Liv stiffened—back, shoulders, arms. Thorpe noted the involuntary movement and sipped his scotch. “I didn’t come here to discuss my looks.”
“No, but then looks are part of the job, aren’t they?” The waiter set the wine in front of her. Liv slipped her fingers around the stem, but didn’t lift the glass. “Viewers would rather invite attractive people into their living rooms. It makes the news easier to swallow. You add a little class as well; it’s a nice touch.”
“My looks have nothing to do with the quality of my reporting.” Her voice was cold and unemotional, but her eyes were beg
inning to heat.
“No, but they do score you points in broadcasting.” He leaned back, still studying her. “You’re a damned good broadcaster, Liv, and you’re picking up speed as a reporter.”
She frowned at him. Was he trying to unbalance her by tossing out a compliment?
“And,” he added without changing rhythm, “you’re a very cautious woman.”
“What are you talking about?”
“If I asked you out to dinner, what would you say?”
“No.”
He acknowledged this with a quick, unoffended grin. “Why?”
Deliberately, she took a sip of wine. “Because I don’t like you. I don’t have dinner with men I don’t like.”
“Which implies that you do have dinner with men you like.” Thorpe took a last, thoughtful drag, then crushed out his cigarette. “But you don’t go out with anyone, do you?”
“That’s none of your business.” Infuriated, Liv started to rise, but his hands came down firmly on hers.
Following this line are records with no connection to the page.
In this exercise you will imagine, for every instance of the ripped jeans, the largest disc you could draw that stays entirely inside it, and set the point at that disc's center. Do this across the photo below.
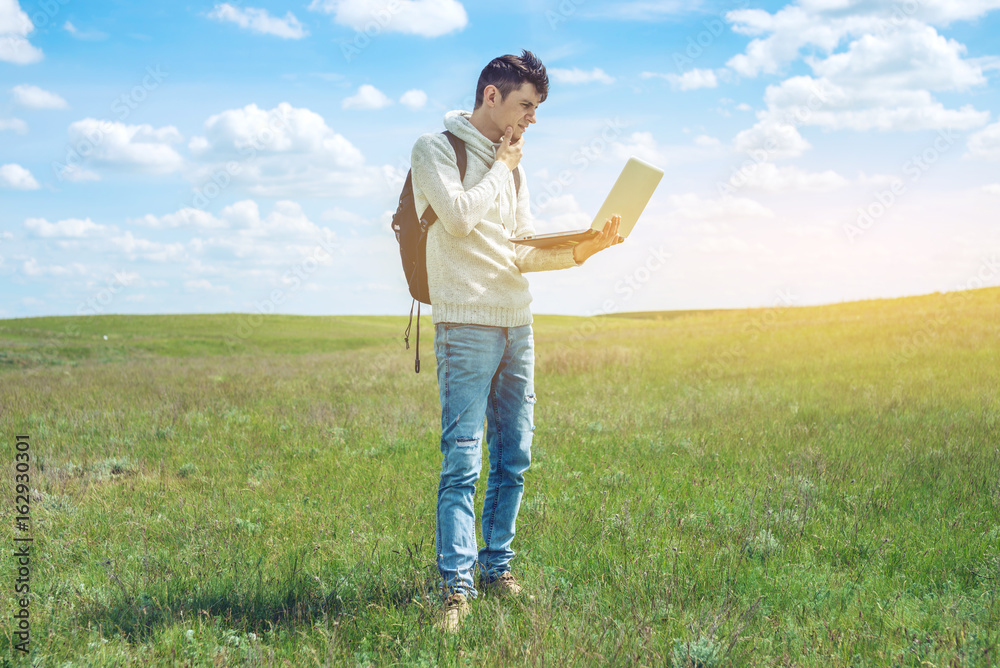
(482, 371)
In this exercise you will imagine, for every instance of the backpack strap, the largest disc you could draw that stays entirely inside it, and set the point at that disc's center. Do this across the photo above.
(461, 157)
(428, 219)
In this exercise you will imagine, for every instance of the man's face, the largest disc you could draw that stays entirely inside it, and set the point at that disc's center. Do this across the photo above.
(517, 110)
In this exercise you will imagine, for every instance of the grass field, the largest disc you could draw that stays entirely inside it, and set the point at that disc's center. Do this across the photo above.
(805, 486)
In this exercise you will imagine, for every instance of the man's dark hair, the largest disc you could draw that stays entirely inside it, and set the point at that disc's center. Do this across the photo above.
(508, 72)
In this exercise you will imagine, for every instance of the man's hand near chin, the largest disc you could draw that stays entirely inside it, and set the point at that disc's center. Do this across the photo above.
(604, 239)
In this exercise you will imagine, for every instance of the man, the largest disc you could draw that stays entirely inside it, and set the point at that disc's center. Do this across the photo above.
(482, 320)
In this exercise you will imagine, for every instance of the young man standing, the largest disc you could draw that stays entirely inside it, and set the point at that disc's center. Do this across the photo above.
(482, 320)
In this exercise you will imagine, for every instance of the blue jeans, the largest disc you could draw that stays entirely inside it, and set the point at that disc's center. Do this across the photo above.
(482, 372)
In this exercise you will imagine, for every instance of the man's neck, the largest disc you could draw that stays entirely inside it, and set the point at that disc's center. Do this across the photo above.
(481, 122)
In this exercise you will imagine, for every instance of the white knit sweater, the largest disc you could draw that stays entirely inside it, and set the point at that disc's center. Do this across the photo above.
(474, 271)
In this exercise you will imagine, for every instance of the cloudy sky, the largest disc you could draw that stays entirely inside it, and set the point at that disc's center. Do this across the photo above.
(246, 156)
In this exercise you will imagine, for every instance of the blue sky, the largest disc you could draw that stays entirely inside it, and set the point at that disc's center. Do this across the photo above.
(247, 156)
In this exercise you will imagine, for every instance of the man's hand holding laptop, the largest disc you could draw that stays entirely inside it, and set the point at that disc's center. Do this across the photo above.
(599, 241)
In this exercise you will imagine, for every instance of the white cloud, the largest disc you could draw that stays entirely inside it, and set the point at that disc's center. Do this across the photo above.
(283, 129)
(772, 139)
(117, 144)
(563, 212)
(695, 207)
(145, 249)
(80, 34)
(690, 80)
(186, 217)
(884, 79)
(771, 178)
(367, 97)
(414, 99)
(30, 267)
(17, 177)
(578, 76)
(281, 152)
(643, 146)
(74, 228)
(15, 124)
(428, 18)
(259, 21)
(15, 26)
(34, 97)
(77, 174)
(985, 144)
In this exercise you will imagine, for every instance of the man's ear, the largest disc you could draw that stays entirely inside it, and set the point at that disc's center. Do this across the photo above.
(490, 95)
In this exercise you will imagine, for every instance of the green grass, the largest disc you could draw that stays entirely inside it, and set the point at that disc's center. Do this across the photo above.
(810, 486)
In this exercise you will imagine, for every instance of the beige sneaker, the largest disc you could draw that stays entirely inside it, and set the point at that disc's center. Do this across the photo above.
(455, 608)
(503, 586)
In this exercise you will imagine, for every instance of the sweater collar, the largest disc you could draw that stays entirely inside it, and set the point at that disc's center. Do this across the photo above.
(458, 123)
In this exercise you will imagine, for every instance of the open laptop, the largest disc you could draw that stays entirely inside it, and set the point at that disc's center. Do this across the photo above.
(628, 198)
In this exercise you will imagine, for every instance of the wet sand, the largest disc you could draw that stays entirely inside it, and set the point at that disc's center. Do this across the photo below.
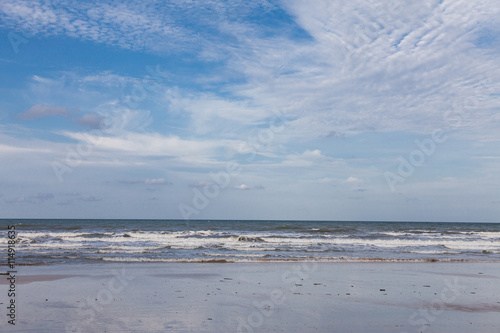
(255, 297)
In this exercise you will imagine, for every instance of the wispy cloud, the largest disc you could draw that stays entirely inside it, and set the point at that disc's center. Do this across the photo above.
(39, 110)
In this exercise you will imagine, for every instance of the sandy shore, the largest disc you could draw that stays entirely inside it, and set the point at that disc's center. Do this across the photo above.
(255, 297)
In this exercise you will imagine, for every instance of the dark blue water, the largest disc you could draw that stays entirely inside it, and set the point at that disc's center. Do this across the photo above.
(76, 241)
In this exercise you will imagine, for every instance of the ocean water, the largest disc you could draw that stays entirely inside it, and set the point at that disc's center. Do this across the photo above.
(80, 241)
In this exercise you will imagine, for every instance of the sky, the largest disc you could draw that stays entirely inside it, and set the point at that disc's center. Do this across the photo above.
(265, 109)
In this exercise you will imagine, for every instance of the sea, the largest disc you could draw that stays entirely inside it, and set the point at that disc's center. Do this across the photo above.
(51, 241)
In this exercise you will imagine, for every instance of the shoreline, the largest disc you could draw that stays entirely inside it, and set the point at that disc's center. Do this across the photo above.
(258, 297)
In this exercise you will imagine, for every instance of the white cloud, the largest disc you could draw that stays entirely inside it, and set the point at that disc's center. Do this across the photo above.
(353, 180)
(39, 110)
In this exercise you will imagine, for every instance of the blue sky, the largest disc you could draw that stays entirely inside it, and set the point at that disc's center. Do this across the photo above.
(320, 110)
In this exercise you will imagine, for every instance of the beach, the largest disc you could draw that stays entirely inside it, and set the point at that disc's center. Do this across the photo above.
(255, 297)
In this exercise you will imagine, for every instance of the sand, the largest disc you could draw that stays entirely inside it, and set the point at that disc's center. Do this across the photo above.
(255, 297)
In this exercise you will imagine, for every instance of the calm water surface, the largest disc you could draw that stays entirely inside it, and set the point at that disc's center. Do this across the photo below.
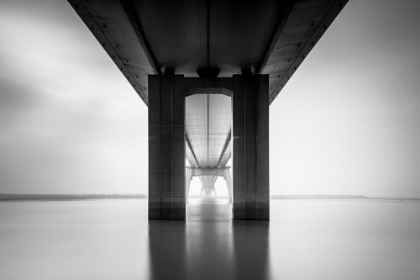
(305, 239)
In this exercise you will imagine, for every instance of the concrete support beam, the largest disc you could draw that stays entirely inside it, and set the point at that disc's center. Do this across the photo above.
(166, 147)
(250, 106)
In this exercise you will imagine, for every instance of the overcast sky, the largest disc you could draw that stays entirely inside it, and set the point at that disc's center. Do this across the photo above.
(348, 122)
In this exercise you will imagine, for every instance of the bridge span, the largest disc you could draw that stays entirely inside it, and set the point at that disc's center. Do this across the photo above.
(208, 71)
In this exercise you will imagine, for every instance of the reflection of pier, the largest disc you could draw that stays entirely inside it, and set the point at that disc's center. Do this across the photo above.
(208, 71)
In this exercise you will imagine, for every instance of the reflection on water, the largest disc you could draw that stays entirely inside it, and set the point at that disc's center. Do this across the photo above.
(305, 239)
(209, 245)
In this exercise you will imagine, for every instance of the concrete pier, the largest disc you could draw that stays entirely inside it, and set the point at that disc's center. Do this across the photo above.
(166, 147)
(250, 107)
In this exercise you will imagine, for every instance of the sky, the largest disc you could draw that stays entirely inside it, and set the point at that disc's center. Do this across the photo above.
(348, 121)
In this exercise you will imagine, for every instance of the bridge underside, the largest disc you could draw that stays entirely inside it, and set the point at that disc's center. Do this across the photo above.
(167, 144)
(178, 54)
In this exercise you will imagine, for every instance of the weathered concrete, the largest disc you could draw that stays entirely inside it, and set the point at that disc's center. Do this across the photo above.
(250, 105)
(215, 172)
(166, 147)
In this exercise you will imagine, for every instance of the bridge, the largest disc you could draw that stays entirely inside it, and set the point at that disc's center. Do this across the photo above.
(208, 71)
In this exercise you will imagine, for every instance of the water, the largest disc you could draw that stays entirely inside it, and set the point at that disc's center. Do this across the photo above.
(305, 239)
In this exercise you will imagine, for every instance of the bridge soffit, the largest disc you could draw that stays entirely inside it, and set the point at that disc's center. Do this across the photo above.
(221, 172)
(209, 90)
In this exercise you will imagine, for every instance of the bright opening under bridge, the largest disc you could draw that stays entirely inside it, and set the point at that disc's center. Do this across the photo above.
(208, 71)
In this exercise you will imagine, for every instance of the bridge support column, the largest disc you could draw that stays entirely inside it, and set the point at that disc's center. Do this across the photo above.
(250, 106)
(166, 147)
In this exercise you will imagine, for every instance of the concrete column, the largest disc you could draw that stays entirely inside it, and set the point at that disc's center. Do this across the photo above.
(229, 186)
(250, 108)
(188, 177)
(166, 147)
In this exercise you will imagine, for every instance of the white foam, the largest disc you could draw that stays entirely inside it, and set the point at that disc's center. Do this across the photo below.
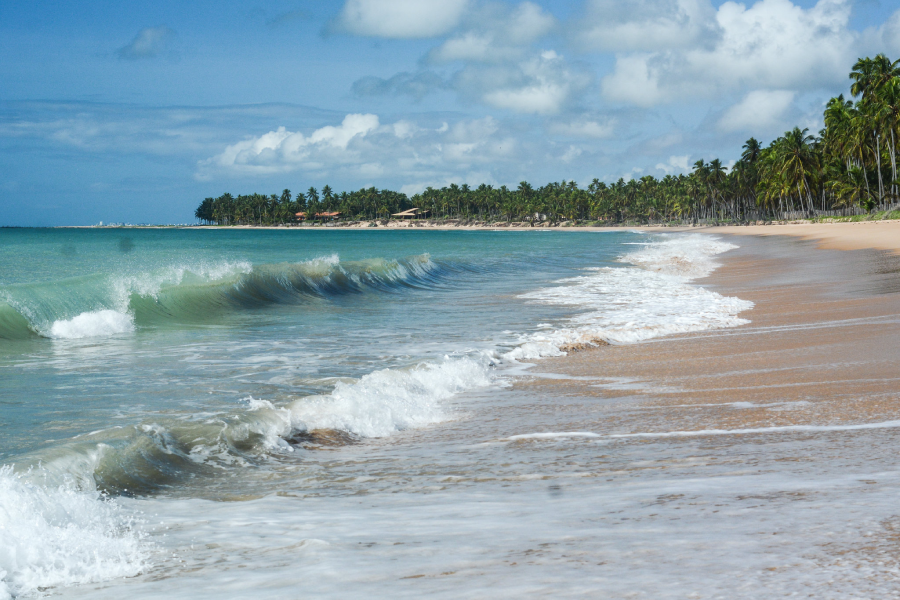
(552, 435)
(60, 536)
(781, 429)
(101, 323)
(387, 401)
(632, 304)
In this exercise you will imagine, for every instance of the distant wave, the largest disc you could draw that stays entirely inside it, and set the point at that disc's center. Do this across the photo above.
(630, 304)
(107, 305)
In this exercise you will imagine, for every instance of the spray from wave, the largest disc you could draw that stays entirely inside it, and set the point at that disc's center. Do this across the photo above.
(107, 305)
(654, 298)
(60, 536)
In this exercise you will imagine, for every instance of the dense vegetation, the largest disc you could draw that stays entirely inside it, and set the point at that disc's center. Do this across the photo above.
(851, 165)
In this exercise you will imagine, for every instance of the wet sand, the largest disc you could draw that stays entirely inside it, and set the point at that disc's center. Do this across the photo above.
(796, 415)
(824, 341)
(878, 235)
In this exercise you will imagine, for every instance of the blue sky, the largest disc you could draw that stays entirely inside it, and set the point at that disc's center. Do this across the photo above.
(120, 111)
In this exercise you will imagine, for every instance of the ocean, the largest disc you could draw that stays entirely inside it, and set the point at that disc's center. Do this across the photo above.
(280, 413)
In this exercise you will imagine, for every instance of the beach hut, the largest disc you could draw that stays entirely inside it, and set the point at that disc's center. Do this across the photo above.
(412, 213)
(302, 216)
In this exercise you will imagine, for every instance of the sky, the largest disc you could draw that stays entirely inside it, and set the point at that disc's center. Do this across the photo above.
(136, 111)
“You tend to jump and run when the button’s pushed. I’m curious about you, Olivia.” He was speaking quietly, below the laughter and raised voices around them.
“I don’t want you to be interested in me in any way. I don’t like you,” she repeated, and controlled the urge to fight against his hold. His palms were hard and unexpectedly rough. It was an odd sensation on her skin. “I don’t like your understated machismo or your overstated arrogance.”
“Understated machismo?” He grinned, enjoying himself. “I think that’s a compliment.”
The grin was appealing, and she steeled herself against it. She knew she had been right to term him dangerous.
“I like your style, Liv—and your face. Iced sex,” he continued, then saw that he had hit a nerve, a raw one. Her hands jumped convulsively under his. Her eyes went from angry to hurt to carefully blank.
“Let go of my hands.”
He had wanted to annoy her, prod her, but not to hurt her. “I’m sorry.”
The apology was simple, sincere and unexpected. It killed her urge to spring up and leave. When his hands left hers, she reached for her wine again. “If we’re finished with the pleasantries now, Thorpe, perhaps we can get down to business.”